I need to access all data from the table corresponding to a club in the filter. Please help me.
Please see the image below.
and also data from all pages:
I have used the following code
from bs4 import BeautifulSoup
import urllib2
import lxml.html
import xlwt
import unicodedata
infoList = []
lLink = "http://www.afl.com.au/afl/stats/player-ratings/overall-standings#club/CD_T140"
header = {'User-Agent': 'Mozilla/5.0'}
req_for_players = urllib2.Request(lLink,headers=header)
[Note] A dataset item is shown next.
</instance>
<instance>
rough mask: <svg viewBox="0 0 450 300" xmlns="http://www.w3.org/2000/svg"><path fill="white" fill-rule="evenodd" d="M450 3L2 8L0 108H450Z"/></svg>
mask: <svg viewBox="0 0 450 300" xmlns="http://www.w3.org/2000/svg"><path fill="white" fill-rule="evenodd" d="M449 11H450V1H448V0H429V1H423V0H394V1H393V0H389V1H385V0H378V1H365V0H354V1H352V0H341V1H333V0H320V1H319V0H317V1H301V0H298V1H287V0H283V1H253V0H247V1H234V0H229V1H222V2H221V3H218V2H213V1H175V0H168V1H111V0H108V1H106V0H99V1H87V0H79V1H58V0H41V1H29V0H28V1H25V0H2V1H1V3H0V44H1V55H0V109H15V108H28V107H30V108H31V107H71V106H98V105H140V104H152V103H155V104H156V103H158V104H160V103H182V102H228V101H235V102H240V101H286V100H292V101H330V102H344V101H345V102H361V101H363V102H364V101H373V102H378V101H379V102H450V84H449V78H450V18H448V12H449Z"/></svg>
page_for_players = urllib2.urlopen(req_for_players)
soup_for_players = BeautifulSoup(page_for_players)
table = soup_for_players.select('table.player-ratings')[0]
for group_header in table.select('tbody tr span'):
player = group_header.string
infoList.append(player)
print infoList
The list infoList thus generated contains data corresponding to the "All" filter. But I want data according to the filter I choose.
you don't need to parse the table - use Firebug or any similar tool to watch the response while clicking on some page in paginator and you'll see that it serves you the data in JSON! Pure win!!!
There you can see the URL format for JSON data:
http://www.afl.com.au/api/cfs/afl/playerRatings?roundId=CD_R201401411&pageSize=40&pageNum=2
and this way you can fetch even the first page of data without parsing HTML and maybe you can fetch all data at once by setting some high value to pageSize variable
When the page loads the first time, all the players are there in the table regardless of what filter you've chosen. The filter is only invoked a short while later. That is why you are getting data on all the players.
Underneath the page is calling the following when the filter is invoked:
http://www.afl.com.au/api/cfs/afl/playerRatings?roundId=CD_R201401411&teamId=CD_T140&pageSize=40&pageNum=1
to get one team's players. CD_T140 are the Western Bulldogs in this case. You can see the different possible values in the selLadderTeam select element. You cannot simply call this url however as you will get a 401 error. Looking at the headers that are sent across, there is one that stands out. A token seems to be required. So using the requests library (it's more user-friendly than urllib2) you can do the following:
>>> import requests
>>> url = "http://www.afl.com.au/api/cfs/afl/playerRatings?roundId=CD_R201401411&teamId=CD_T40&pageSize=100"
>>> h = {'x-media-mis-token':'e61767b39a7680235476bb33aa946c0e'}
>>> r = requests.get(url, headers=h)
>>> r
<Response [200]>
>>> j = r.json()
>>> len(j['playerRatings'])
45
>>> j['playerRatings'][0]
{u'roundId': u'CD_R201401411', u'player': {u'playerId': u'CD_I260257', u'playerName': {u'givenName': u'Scott', u'surname': u'Pendlebury'}, u'captain': False, u'playerJumperNumber': None}, u'draftYear': u'2005', u'detailedRatings': [{u'trend': u'NO_CHANGE', u'ranking': 2, u'ratingType': u'OVERALL', u'ratingPoints': 674}, {u'trend': u'NO_CHANGE', u'ranking': 1, u'ratingType': u'TEAM', u'ratingPoints': 674}, {u'trend': u'NO_CHANGE', u'ranking': 2, u'ratingType': u'POSITION', u'ratingPoints': 674}], u'team': {u'teamId': u'CD_T40', u'teamName': u'Collingwood', u'teamAbbr': u'COLL', u'teamNickname': u'Magpies'}, u'position': u'MIDFIELDER'}
>>> j['playerRatings'][44]
{u'roundId': u'CD_R201401411', u'player': {u'playerId': u'CD_I295012', u'playerName': {u'givenName': u'Matt', u'surname': u'Scharenberg'}, u'captain': False, u'playerJumperNumber': None}, u'draftYear': u'2013', u'detailedRatings': [{u'trend': u'NO_CHANGE', u'ranking': 0, u'ratingType': u'OVERALL', u'ratingPoints': 0},{u'trend': u'NO_CHANGE', u'ranking': 0, u'ratingType': u'TEAM', u'ratingPoints': 0}, {u'trend': u'NO_CHANGE', u'ranking': 0, u'ratingType': u'POSITION', u'ratingPoints': 0}], u'team': {u'teamId': u'CD_T40', u'teamName': u'Collingwood', u'teamAbbr': u'COLL', u'teamNickname': u'Magpies'}, u'position': u'MEDIUM_DEFENDER'}
>>>
Notes: I don't know exactly what roundID is. I increased pageSize to something that would likely return all of a team's players and removed pageNum. They could change the token at any time.